Incorpore el polvo para hornear a la harina. Tamice ambos ingredientes secos directamente sobre el tazón con la mezcla líquida para asegurar una textura ligera.

Harina tamizándose sobre la mezcla líquida

Tamice la harina de trigo junto con el polvo para hornear directamente sobre el tazón para lograr una miga más esponjosa y ligera.

Triture las almendras hasta obtener consistencia de miga gruesa (¡evite que se vuelva polvo o harina!), y añada las almendras trituradas a la masa.

Miga gruesa de almendra integrándose a la masa

Triture las almendras dejando una miga gruesa para mantener una textura crujiente y agradable en el producto final.

Corte los tallos y extremos de las grosellas rojas, lave bien las bayas, séquelas con papel toalla y agréguelas a la masa justo después de incorporar las almendras.

Grosellas rojas frescas mezclándose en la masa

Las refrescantes grosellas rojas complementan a la perfección el sabor de la almendra, aportando jugosidad y un toque ácido.

Mezcle la masa con movimientos envolventes y llévela al refrigerador por 10 minutos. Este reposo es fundamental para que los cristales de azúcar se disuelvan por completo. Mientras tanto, precaliente su horno a 175 grados Celsius y coloque los capacillos de papel en un molde metálico para muffins.

Masa para muffins reposando en un tazón metálico

Deje reposar la masa lista en el refrigerador durante 10 minutos para ayudar a que los cristales de azúcar se disuelvan por completo.

Llene los capacillos con la masa; necesitará aproximadamente 60-65 g de masa por porción. Para que los muffins queden de un tamaño uniforme y se horneen perfectamente en el tiempo indicado, le sugiero pesar cada porción.

Masa con bayas distribuida en capacillos de papel

Distribuya la masa en los capacillos, procurando que las porciones sean iguales para garantizar un horneado uniforme.
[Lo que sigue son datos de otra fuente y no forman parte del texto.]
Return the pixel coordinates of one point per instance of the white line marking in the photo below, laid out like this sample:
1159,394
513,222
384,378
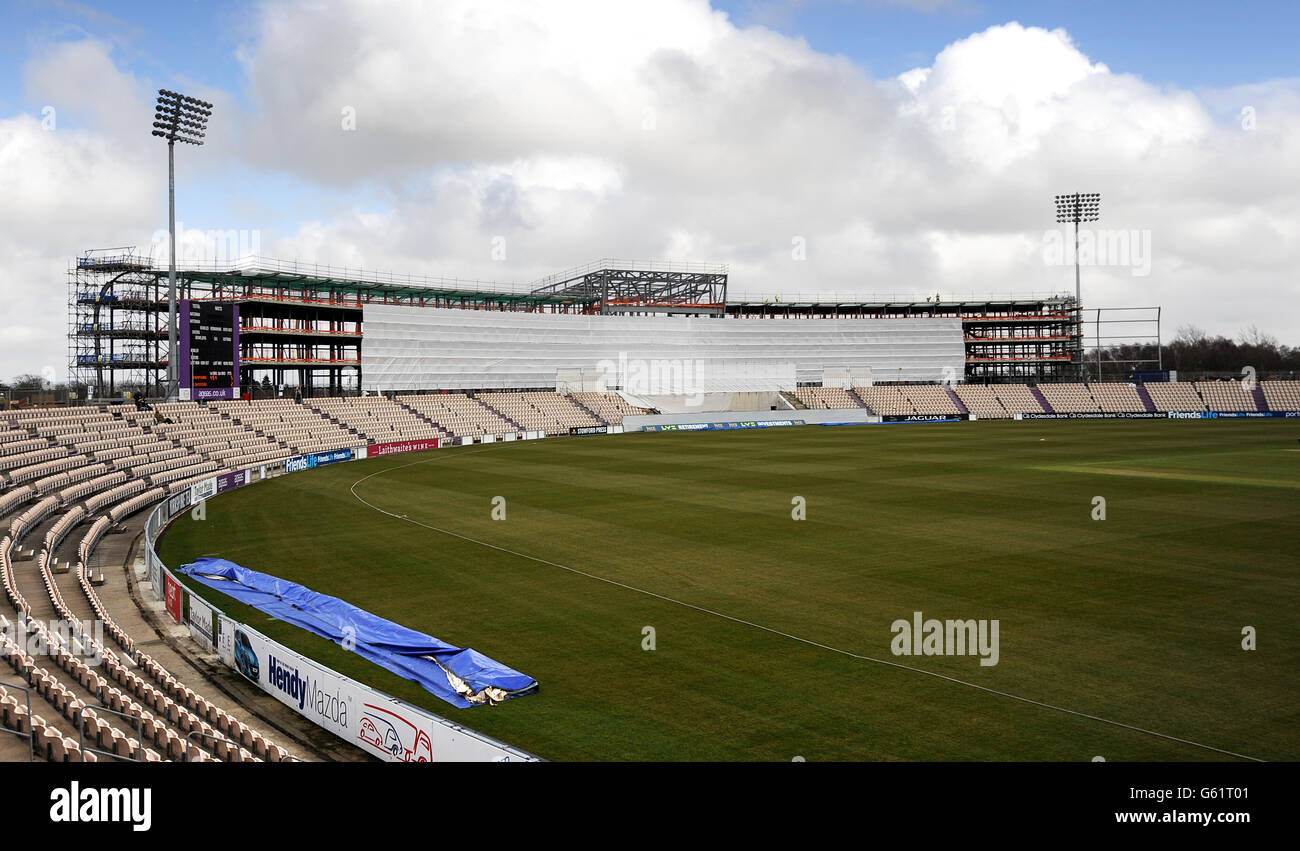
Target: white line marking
768,629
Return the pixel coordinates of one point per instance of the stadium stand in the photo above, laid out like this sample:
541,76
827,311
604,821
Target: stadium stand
1018,399
376,419
982,402
930,399
1174,396
1226,395
885,399
1281,395
541,411
1117,398
459,415
1069,398
70,477
294,425
826,398
76,674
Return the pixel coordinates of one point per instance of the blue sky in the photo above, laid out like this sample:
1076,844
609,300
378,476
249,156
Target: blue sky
650,129
1191,43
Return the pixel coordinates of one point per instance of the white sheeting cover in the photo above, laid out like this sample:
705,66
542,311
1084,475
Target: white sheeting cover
423,348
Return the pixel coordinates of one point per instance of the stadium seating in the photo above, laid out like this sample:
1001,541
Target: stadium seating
1117,398
826,398
48,511
930,399
459,415
885,399
1069,398
549,412
1018,399
1281,395
376,419
609,406
1226,395
982,402
1174,396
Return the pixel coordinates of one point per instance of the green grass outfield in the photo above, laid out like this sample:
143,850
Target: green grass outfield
1135,619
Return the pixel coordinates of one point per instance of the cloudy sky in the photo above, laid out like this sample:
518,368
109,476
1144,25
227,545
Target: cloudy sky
875,147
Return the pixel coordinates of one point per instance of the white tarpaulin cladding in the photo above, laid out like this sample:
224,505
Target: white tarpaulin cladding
423,348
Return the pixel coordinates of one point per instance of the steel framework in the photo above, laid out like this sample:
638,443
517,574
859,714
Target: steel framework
612,286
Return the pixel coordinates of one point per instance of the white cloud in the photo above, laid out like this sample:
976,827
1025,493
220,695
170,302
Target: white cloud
657,130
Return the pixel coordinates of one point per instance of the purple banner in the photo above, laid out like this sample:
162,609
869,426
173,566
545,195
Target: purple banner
182,334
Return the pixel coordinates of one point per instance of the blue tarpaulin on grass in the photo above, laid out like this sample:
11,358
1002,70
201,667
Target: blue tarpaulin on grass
414,655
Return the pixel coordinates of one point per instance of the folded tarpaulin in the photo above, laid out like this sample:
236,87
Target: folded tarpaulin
460,676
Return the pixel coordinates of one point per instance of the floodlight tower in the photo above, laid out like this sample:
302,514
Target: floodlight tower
176,118
1080,207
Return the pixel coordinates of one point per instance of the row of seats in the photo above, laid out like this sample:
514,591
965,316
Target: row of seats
541,411
377,419
458,413
607,406
826,398
99,733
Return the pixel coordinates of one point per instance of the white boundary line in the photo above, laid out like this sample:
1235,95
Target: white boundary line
767,629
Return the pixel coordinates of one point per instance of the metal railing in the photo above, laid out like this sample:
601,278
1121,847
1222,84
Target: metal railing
30,734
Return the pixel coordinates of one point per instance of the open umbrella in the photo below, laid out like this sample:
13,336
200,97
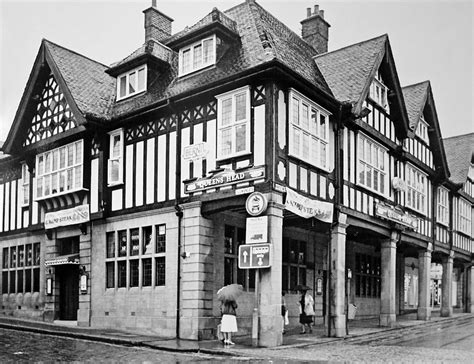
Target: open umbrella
230,292
301,287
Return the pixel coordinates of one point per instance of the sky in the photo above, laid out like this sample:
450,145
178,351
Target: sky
430,40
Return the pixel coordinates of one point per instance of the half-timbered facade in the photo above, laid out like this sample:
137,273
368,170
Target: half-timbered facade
124,195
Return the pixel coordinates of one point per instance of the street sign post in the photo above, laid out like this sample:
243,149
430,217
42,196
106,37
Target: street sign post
254,256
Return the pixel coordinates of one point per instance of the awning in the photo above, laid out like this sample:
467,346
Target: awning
63,260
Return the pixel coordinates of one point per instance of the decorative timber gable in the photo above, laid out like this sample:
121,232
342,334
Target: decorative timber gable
53,114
Lleve los muffins de almendra con grosella al horno precalentado durante 25 minutos. Tenga en cuenta que el tiempo exacto de horneado depende de las características de su horno y puede variar ligeramente de lo indicado.

Muffins dorados recién salidos del horno en su molde

Hornee los muffins por 25 minutos hasta que estén dorados. No se preocupe si el centro se hunde un poco, es característico de esta receta.

Estos muffins son increíblemente tiernos y húmedos; al enfriarse, el centro se hundirá un poco debido a la baja cantidad de harina en la masa. Rellene ese espacio central con una cucharadita de jalea espesa de grosella o una mermelada de frutas que complemente el sabor.

Muffins decorados con mermelada roja en el centro

Coloque una cucharada de jalea espesa de grosella en el centro de cada muffin ya frío para aportar un toque de color y sabor vibrante.

Sirva estos muffins de almendra y grosella preferiblemente después de que hayan reposado un poco, permitiendo que los jugos de las bayas impregnen por completo la miga de almendra. Para lograr una presentación verdaderamente impactante, añada en el pequeño hundimiento central de cada muffin una cucharada de jalea espesa de grosella; esto resaltará el perfil frutal del postre y le aportará un brillo glaseado irresistible. Acompañados de una taza de té negro fuerte o un latte calientito, estos panquecitos despliegan todo su potencial. Si le sobran algunos para el día siguiente, guárdelos en un recipiente hermético. Gracias a su alto contenido de almendra, conservan su humedad maravillosamente y no se resecan tan rápido como un bizcocho tradicional. Para los paladares que buscan contrastes, intente calentar ligeramente el muffin antes de servirlo y acompáñelo con una bola de helado de vainilla: el juego entre la masa tibia y la crema fría creará una experiencia memorable.